A Streetcar named Desire by Tennessee Williams

Synopsis:

This is a play by Tennessee Williams that takes place in New Orleans. It is about Blanche Du Bois, a former southern belle. After losing her job as a high school English teacher, and her luxurious plantation home, Belle Reve, Blanche moves in a seedy apartment in New Orleans with her younger sister, Stella, and brother-in-law Stanley.

Blanche is very talkative and fragile and demure and was previously married, but her husband committed suicide. She tells Stella she has left her teaching job because of her nerves; however, she was fired due to being involved with one of her students and being involved with prostitutes.

Stanley Kowalski is the husband of Stella and is working class.

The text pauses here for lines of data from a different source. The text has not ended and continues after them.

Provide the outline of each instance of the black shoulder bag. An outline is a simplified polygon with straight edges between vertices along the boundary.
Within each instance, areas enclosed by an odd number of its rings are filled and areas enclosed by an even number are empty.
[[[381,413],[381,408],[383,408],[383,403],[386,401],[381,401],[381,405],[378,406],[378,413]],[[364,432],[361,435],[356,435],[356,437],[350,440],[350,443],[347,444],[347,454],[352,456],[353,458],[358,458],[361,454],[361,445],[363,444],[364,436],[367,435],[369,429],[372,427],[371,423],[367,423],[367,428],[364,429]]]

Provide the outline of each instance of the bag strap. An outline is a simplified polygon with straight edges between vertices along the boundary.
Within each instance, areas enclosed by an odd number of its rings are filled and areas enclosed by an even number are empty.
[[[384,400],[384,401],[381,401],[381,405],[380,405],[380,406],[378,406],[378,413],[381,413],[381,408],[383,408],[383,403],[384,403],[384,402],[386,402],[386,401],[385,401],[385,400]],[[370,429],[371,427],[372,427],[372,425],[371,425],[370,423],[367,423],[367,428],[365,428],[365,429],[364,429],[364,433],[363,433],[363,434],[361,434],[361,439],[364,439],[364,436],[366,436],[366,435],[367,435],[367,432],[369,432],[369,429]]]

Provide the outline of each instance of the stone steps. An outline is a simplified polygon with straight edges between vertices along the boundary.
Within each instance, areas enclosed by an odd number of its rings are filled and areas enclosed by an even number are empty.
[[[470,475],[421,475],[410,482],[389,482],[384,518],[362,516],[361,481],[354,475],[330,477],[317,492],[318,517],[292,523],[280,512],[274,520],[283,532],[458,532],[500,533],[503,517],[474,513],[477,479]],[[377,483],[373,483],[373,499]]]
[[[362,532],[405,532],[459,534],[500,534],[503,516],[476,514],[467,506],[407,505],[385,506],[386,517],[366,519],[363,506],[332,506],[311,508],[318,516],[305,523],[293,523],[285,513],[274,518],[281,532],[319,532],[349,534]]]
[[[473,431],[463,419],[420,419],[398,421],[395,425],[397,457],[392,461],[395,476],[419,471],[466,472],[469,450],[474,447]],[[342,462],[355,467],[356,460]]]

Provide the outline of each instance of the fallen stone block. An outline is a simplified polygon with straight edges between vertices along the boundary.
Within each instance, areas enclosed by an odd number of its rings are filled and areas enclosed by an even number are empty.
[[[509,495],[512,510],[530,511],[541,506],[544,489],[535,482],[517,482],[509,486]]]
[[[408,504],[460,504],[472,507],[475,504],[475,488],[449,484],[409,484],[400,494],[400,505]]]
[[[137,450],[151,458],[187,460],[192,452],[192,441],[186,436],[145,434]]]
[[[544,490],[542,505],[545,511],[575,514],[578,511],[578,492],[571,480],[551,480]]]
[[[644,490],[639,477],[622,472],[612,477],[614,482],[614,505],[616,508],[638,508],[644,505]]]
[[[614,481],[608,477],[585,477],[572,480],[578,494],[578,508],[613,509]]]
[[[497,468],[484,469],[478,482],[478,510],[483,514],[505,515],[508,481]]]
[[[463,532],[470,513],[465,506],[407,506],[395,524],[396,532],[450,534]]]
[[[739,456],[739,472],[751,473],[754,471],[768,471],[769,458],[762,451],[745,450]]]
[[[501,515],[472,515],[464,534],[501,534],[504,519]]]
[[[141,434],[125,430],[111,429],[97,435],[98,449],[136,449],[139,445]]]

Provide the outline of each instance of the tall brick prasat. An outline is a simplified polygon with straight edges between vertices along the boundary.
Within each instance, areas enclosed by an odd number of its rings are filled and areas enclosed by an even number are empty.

He is very cruel and critical of Blanche and is passionate towards Stella, but can also be verbally and physically abusive towards her is and domineering and controlling and is an alcoholic.

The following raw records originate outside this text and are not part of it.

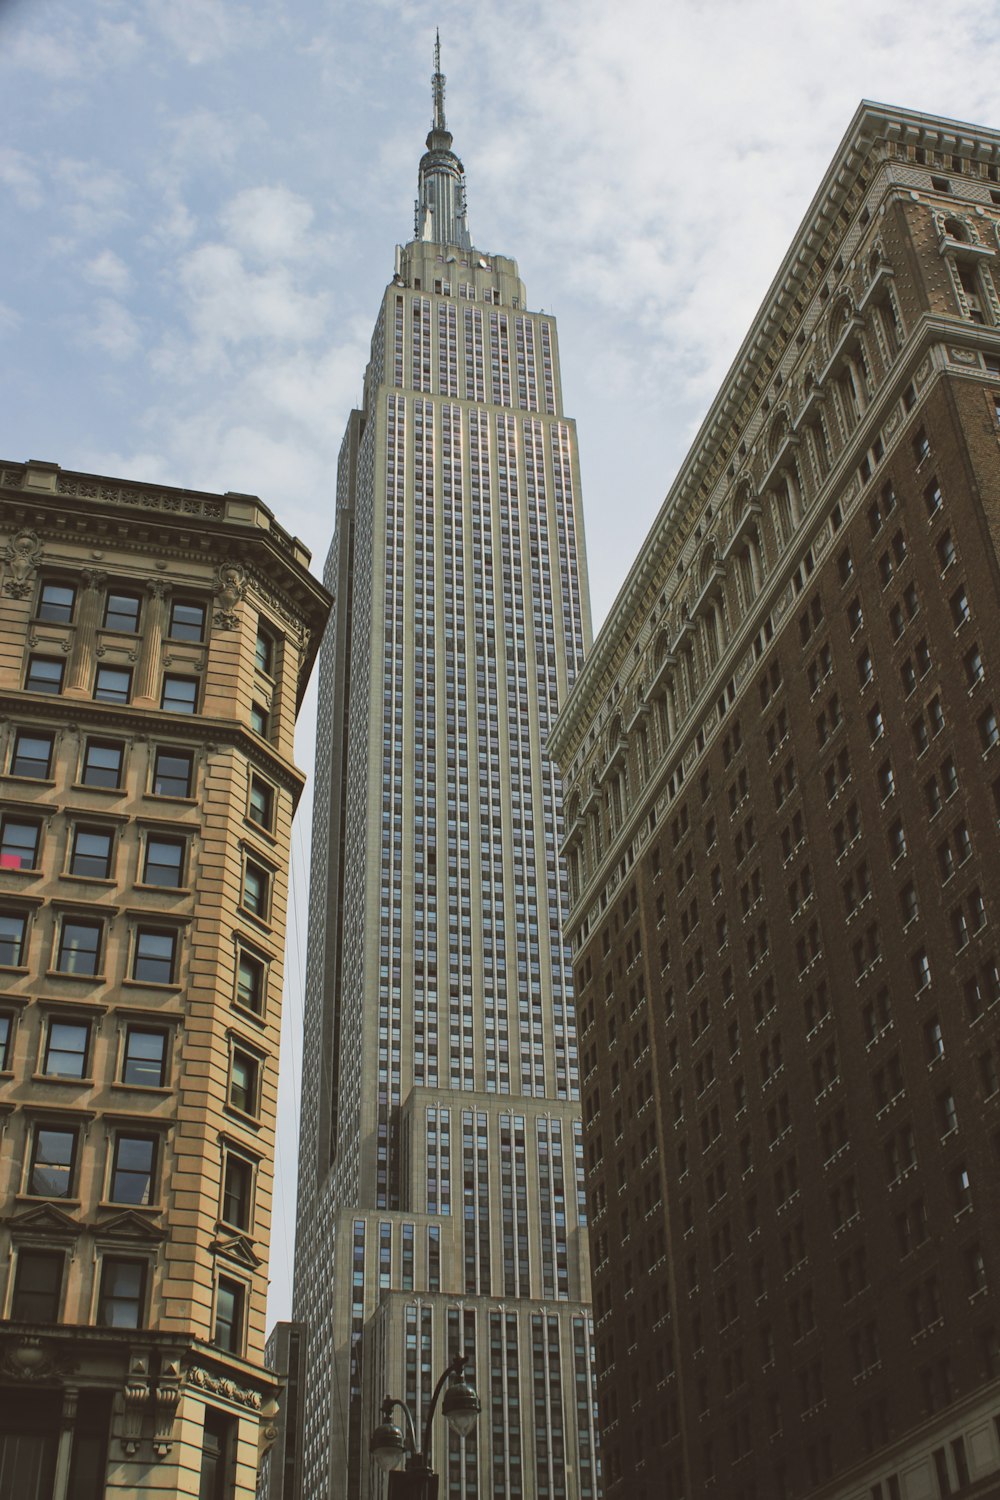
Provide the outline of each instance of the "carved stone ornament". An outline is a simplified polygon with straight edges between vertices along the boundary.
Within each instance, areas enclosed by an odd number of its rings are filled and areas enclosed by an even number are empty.
[[[222,1396],[227,1401],[236,1401],[241,1406],[248,1406],[251,1411],[260,1411],[264,1404],[259,1391],[244,1390],[227,1376],[212,1375],[208,1370],[203,1370],[200,1365],[191,1367],[188,1371],[188,1379],[199,1389],[210,1391],[214,1396]]]
[[[128,1374],[122,1389],[122,1447],[131,1458],[139,1451],[142,1438],[142,1418],[149,1406],[149,1356],[133,1354],[128,1362]]]
[[[19,531],[7,543],[4,557],[7,560],[7,578],[3,591],[12,599],[25,599],[31,593],[38,564],[42,560],[42,544],[34,531]]]
[[[212,592],[218,600],[218,608],[215,611],[216,625],[222,630],[235,630],[239,623],[236,618],[236,606],[243,601],[247,592],[246,569],[242,563],[234,562],[232,558],[220,563]]]
[[[156,1425],[153,1432],[153,1452],[157,1458],[166,1458],[173,1446],[174,1416],[181,1398],[183,1373],[180,1361],[164,1360],[156,1382]]]
[[[65,1354],[50,1349],[31,1334],[5,1339],[0,1349],[0,1372],[25,1384],[54,1380],[68,1375],[75,1368],[74,1362]]]

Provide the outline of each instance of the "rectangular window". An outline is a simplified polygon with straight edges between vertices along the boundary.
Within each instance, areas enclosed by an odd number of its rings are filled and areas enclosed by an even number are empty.
[[[270,876],[263,866],[248,859],[243,871],[243,905],[255,917],[266,918],[269,906]]]
[[[250,705],[250,728],[254,734],[259,734],[261,739],[267,739],[270,716],[263,703],[251,703]]]
[[[49,1022],[42,1072],[48,1078],[86,1078],[90,1024],[86,1021]]]
[[[203,641],[205,639],[205,606],[190,599],[175,599],[170,606],[170,625],[167,631],[174,641]]]
[[[103,930],[100,922],[81,922],[76,917],[64,917],[56,954],[58,972],[82,975],[99,973]]]
[[[76,607],[76,589],[71,583],[55,583],[52,580],[42,583],[38,595],[38,608],[35,618],[38,620],[55,620],[61,625],[69,625],[73,619],[73,610]]]
[[[19,1250],[10,1315],[15,1323],[56,1323],[62,1301],[61,1250]]]
[[[114,842],[115,836],[110,828],[74,829],[69,873],[91,880],[107,880],[111,875]]]
[[[138,595],[119,594],[115,589],[109,590],[104,605],[104,628],[105,630],[122,630],[127,635],[137,635],[139,631]]]
[[[260,1060],[239,1047],[233,1048],[229,1065],[229,1102],[245,1115],[260,1111]]]
[[[153,769],[154,797],[190,797],[194,757],[190,750],[157,750]]]
[[[18,969],[24,962],[28,919],[23,912],[0,911],[0,965]]]
[[[124,762],[121,740],[88,740],[80,780],[84,786],[120,787]]]
[[[109,1191],[111,1202],[154,1203],[155,1171],[156,1141],[152,1136],[116,1136]]]
[[[29,656],[24,679],[28,693],[61,693],[66,663],[56,656]]]
[[[146,1263],[106,1255],[101,1265],[97,1321],[110,1328],[141,1328],[146,1300]]]
[[[236,1003],[253,1011],[255,1016],[262,1015],[264,1011],[266,977],[266,965],[252,953],[241,949],[236,965]]]
[[[127,703],[132,696],[132,672],[128,667],[98,667],[94,697],[99,703]]]
[[[250,777],[250,799],[247,816],[261,828],[274,826],[274,788],[259,776]]]
[[[249,1229],[253,1204],[253,1167],[245,1157],[226,1152],[222,1179],[222,1218],[235,1229]]]
[[[173,984],[177,933],[140,927],[135,935],[132,978],[140,984]]]
[[[165,672],[160,707],[171,714],[195,713],[198,708],[197,677],[178,677],[172,672]]]
[[[18,730],[10,758],[10,774],[26,776],[32,781],[48,781],[52,769],[52,743],[51,734],[28,734],[25,730]]]
[[[160,1089],[166,1081],[167,1033],[145,1026],[130,1026],[125,1033],[122,1083],[137,1088]]]
[[[42,825],[26,818],[4,818],[0,825],[0,870],[36,870]]]
[[[38,1125],[32,1142],[28,1192],[35,1198],[69,1198],[76,1166],[76,1131]]]
[[[0,1010],[0,1073],[10,1069],[10,1043],[14,1034],[14,1017],[9,1010]]]
[[[158,885],[176,890],[184,884],[185,839],[168,839],[151,833],[146,839],[146,857],[142,866],[144,885]]]
[[[214,1343],[230,1354],[239,1354],[243,1349],[243,1309],[246,1288],[228,1276],[219,1277],[215,1294],[215,1338]]]
[[[258,672],[266,672],[270,677],[274,671],[274,636],[263,625],[257,626],[254,659]]]

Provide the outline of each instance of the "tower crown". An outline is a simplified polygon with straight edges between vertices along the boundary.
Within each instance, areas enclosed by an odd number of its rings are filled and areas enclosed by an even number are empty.
[[[465,168],[451,149],[453,137],[444,116],[444,82],[438,32],[431,78],[434,121],[427,133],[427,150],[420,158],[413,233],[418,240],[469,250],[472,240],[466,223]]]

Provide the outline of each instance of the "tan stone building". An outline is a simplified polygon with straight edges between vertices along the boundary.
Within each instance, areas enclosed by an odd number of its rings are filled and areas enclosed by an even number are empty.
[[[1000,134],[862,105],[550,739],[609,1500],[1000,1492]]]
[[[253,496],[0,464],[0,1491],[254,1493],[295,716]]]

Stella is Stanley’s wife and Blanche’s sister and is torn between her sister and husband and is pregnant with their first child.

Mitch is Stanley’s army friend, co worker and poker buddy, and starts to court Blanche, but after he learns the truth about her, is no longer interested in her and rejects her.

Blanche tries to encourage Stella to leave Stanley due to his controlling tendencies; however, Stella tells Blanche she is happy with Stanley, and has no desire to leave him. Stanley rapes Blanche, and Blanche tells Stella, but Stella does not believe her. After Blanche has a mental breakdown, a doctor arrives and takes her to a mental institution. Stella feels guilty about sending her sister away, but is loyal to her husband and stays with him, and has a newborn child.

Review:

I very much enjoyed this play and found it be very captivating and entertaining.

“What you are talking about is brutal desire- just desire-the name of that rattle-trap street-car that bangs through the Quarter, up one narrow street and down another.”

“Physical beauty is passing, a transitory possession. But beauty of the mind and richness of the spirit and tenderness of the heart aren’t taken way, but grow.”

“Deliberate cruelty is not forgivable. It is the one unforgivable thing in my opinion and it is the one thing of which I have never, never been guilty.”